# Garmin Trittfrequenz-Magnet auf Gundelpfad verloren



## bfri (30. Oktober 2011)

Hallo,

ich habe heute bei einer Tour auf dem Gundelpfad bei der Abfahrt zur Gundelhard meinen Garmin Trittfrequenz-Magnet an der Kurbel verloren.  Zumindest verlieren sich die Aufzeichnungen in der zweiten/unteren Hälfte des Pfades. 

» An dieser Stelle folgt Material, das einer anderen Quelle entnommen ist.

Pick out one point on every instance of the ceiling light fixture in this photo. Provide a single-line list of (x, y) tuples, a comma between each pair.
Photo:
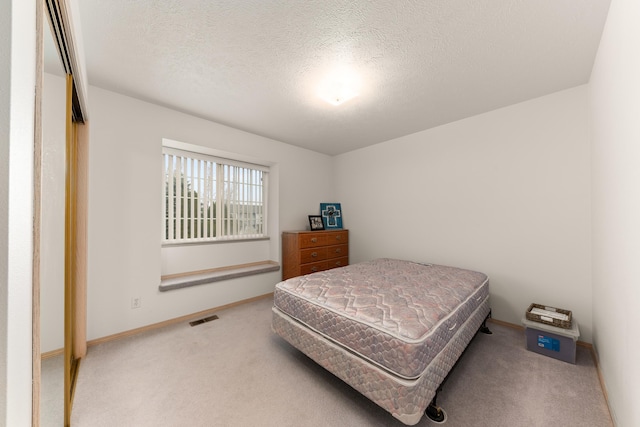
[(339, 87)]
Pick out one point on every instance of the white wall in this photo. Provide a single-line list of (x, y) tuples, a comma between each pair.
[(614, 92), (17, 89), (125, 210), (506, 193)]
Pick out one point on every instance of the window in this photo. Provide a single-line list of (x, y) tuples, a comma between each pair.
[(208, 198)]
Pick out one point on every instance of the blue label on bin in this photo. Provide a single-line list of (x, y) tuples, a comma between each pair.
[(548, 343)]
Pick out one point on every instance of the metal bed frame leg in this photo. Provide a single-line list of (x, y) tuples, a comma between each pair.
[(484, 328), (433, 411)]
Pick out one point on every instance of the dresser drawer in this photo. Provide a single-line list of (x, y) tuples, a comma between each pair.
[(314, 267), (313, 255), (337, 237), (312, 240), (305, 252), (338, 262)]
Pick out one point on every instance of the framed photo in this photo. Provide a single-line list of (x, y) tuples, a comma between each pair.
[(315, 222), (331, 214)]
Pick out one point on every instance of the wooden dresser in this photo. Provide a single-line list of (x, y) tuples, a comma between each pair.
[(305, 252)]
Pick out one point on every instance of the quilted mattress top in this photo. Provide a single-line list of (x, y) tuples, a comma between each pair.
[(397, 314)]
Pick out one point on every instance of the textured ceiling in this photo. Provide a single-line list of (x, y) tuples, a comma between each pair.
[(256, 64)]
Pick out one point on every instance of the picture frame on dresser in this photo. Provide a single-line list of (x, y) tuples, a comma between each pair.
[(331, 215), (315, 222)]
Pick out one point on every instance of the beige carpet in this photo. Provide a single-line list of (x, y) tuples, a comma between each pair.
[(234, 372)]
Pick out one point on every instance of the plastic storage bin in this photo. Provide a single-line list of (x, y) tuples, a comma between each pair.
[(552, 341)]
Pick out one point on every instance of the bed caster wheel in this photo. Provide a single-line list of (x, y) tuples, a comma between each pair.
[(436, 414), (486, 330)]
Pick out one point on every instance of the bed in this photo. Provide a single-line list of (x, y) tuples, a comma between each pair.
[(391, 329)]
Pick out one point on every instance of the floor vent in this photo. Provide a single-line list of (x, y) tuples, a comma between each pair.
[(204, 320)]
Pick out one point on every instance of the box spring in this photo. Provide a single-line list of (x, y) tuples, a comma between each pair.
[(391, 329)]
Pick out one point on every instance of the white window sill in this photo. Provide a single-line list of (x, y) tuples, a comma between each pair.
[(185, 280)]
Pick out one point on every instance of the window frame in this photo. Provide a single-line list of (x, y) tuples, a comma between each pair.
[(201, 153)]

Wer in nächster Zeit bei Tageslicht von der Gundelhard den Pfad bergauf fährt und in der unteren Hälfte was sieht, darf sich gerne melden. Große Chancen erhoffe ich mir bei doppelter Fingernagelgröße nicht, aber man weiß ja nie. 

Viele Grüße
Birger


----------



## flyingt (31. Oktober 2011)

Hi irgendwo da hab ich auch mal son ein Ding verloren  

Ich habs zwar net gefunden aber als Tip zum Ersatz, ein ganz normaler Magent tut's auch. zum Beispiel bim Conrad bekommst du verchiedene schon ab 2-3 Euro. 

Gruß


----------



## MTB-News.de




----------



## bfri (1. November 2011)

Hi,

ja, das wäre auch eine Möglichkeit. Ich habe gesehen, dass es für ein paar Euro auch Garmin Ersatzmaterial gibt. Mal schauen, ob der Local Dealer so etwas führt.  Wenn nicht, muss halt ein anderer Magnet irgendwie befestigt werden.

Vielen Dank!


----------



## bfri (31. Juli 2012)

Nur um das Ganze abzuschließen. Ich habe mir dann bei Amazon einfach ein neues Set "Garmin Ersatz-Montagematerial für Sensor GSC 10 für Edge" bestellt und wieder einen Originalmagneten befestigt.


----------